Engine/RAG Dashboard¶
Purpose and audience¶
Purpose: provide one operational overview for the online query runtime and the async indexing pipeline.
Audience: engineers and operators diagnosing latency, failure rate, queue pressure, and ingestion backlog.
Source of truth:
monitoring/grafana/dashboards/engine-rag.jsonLive dashboard: Grafana Engine/RAG dashboard for RagLogic AI
Provisioned panel inventory¶
Overview and backend health
RAG runtime health and collection availability
Query rate by mode and by outcome
Query latency by mode and phase latency p95
Provider and retrieval error breakdown
Queue depth
Errors per minute
Traffic
Pipeline progress and counters
Relation sync and extraction status
Worker throughput and latency
Current panel-to-signal mapping¶
Expected signal |
Current coverage |
Notes |
|---|---|---|
Gateway backend health |
Present |
|
Gateway traffic |
Present |
Query and search rates are graphed |
Gateway proxy errors |
Present |
Proxy error rate is graphed |
RAG backend health |
Present |
|
RAG query modes |
Present |
|
RAG outcomes |
Present |
|
Query latency by mode |
Present |
|
RAG phase durations |
Present |
|
Provider errors |
Present |
|
Retrieval errors |
Present |
|
Queue depth |
Present |
Redis key size panels |
Worker throughput |
Present |
Chunking, embedding, extraction job rate panels |
Worker latency |
Present |
Histogram quantiles for worker durations |
Extraction backlog and relation sync |
Present |
Extraction status and graph sync panels |
Validation notes¶
The dashboard now exposes the core runtime signals that were previously missing:
canonical query modes such as
rag,llm_only,summarize, andcompare,response outcomes including
grounded,weakly_grounded,clarify, andhard_block,request latency by mode,
phase latency via
lalandre_rag_service_phase_duration_seconds,provider failures, retrieval failures, and rag-service backend health.

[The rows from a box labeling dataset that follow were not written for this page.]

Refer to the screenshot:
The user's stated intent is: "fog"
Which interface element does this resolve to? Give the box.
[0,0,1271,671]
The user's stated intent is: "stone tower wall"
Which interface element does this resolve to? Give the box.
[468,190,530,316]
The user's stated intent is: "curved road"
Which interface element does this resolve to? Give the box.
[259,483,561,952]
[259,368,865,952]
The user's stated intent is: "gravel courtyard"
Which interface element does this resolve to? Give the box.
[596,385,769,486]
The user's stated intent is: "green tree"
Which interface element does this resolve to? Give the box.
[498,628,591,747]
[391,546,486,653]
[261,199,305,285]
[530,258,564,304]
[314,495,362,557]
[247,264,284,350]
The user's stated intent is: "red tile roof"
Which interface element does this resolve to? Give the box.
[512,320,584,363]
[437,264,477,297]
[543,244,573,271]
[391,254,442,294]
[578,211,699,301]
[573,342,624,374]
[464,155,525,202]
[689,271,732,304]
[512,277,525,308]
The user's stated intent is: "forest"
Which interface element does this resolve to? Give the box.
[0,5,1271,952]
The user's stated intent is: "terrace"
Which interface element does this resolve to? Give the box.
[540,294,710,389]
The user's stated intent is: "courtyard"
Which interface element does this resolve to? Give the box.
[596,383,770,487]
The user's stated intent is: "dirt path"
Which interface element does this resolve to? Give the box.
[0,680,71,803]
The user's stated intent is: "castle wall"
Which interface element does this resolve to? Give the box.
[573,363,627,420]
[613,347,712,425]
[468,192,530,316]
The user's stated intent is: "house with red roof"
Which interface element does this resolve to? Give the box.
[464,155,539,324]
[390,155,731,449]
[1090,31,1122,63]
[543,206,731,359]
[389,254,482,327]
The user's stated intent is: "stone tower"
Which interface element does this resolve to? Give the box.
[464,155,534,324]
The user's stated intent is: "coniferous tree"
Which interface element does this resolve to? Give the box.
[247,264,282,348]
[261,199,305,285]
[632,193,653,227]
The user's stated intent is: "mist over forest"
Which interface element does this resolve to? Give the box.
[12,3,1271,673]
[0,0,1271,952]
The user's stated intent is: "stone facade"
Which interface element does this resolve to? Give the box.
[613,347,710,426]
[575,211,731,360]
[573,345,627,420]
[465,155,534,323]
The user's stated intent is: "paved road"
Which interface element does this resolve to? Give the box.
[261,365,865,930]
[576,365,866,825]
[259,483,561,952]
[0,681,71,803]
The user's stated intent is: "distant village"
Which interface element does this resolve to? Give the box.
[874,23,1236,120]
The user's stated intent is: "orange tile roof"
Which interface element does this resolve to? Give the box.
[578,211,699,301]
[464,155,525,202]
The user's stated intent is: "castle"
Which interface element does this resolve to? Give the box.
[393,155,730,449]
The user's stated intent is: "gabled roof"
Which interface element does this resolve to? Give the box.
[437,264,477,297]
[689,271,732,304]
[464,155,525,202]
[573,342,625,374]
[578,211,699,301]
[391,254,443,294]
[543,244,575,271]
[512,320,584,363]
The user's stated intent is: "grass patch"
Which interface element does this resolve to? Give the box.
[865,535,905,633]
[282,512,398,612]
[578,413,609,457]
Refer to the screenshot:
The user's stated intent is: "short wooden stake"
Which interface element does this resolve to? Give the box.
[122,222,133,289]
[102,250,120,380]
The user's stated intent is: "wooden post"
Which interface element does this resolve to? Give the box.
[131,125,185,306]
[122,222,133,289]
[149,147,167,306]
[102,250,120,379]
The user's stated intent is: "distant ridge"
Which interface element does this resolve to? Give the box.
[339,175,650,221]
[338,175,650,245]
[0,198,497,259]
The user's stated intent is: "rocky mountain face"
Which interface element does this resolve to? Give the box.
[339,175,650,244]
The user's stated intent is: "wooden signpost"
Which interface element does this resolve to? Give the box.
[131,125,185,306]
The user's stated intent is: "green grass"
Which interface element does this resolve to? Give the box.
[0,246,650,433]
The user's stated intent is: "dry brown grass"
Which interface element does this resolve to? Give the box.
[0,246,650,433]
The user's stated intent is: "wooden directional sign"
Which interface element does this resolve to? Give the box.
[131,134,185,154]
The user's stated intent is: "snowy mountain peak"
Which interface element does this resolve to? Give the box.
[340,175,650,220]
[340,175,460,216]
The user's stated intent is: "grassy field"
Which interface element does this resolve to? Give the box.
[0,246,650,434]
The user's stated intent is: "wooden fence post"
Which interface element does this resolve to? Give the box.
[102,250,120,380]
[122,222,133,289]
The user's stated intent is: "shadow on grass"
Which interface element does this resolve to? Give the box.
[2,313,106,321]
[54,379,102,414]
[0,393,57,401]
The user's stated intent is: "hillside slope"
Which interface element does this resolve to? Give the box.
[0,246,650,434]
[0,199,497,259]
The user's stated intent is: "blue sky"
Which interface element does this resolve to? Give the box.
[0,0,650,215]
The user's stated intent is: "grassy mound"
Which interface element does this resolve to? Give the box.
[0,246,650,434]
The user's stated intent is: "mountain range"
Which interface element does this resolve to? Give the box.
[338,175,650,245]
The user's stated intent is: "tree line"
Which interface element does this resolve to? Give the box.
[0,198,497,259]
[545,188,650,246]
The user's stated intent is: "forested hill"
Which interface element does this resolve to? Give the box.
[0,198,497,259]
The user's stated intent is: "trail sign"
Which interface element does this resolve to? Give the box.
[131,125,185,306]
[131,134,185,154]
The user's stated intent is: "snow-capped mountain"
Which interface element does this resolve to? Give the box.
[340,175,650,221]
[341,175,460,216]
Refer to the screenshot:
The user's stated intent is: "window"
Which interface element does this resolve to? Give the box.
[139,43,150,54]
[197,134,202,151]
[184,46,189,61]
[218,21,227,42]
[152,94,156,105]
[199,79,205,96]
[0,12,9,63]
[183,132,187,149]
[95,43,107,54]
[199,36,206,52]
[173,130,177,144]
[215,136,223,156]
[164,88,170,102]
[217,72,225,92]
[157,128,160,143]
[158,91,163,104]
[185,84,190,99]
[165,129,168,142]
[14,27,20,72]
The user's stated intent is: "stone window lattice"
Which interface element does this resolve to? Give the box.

This validates the dashboard for the current runtime metrics surface described in the codebase and in the Sphinx operations pages.
Completion checklist¶
[x] Provisioned dashboard JSON is versioned in the repo.
[x] Existing panels are inventoried.
[x] Runtime metrics have been compared with panel coverage.
[x] Query mode coverage is complete.
[x] Query outcome coverage is complete.
[x] Phase timing coverage is complete.
[x] Provider and retrieval error coverage is complete.
[x] RAG backend health coverage is complete.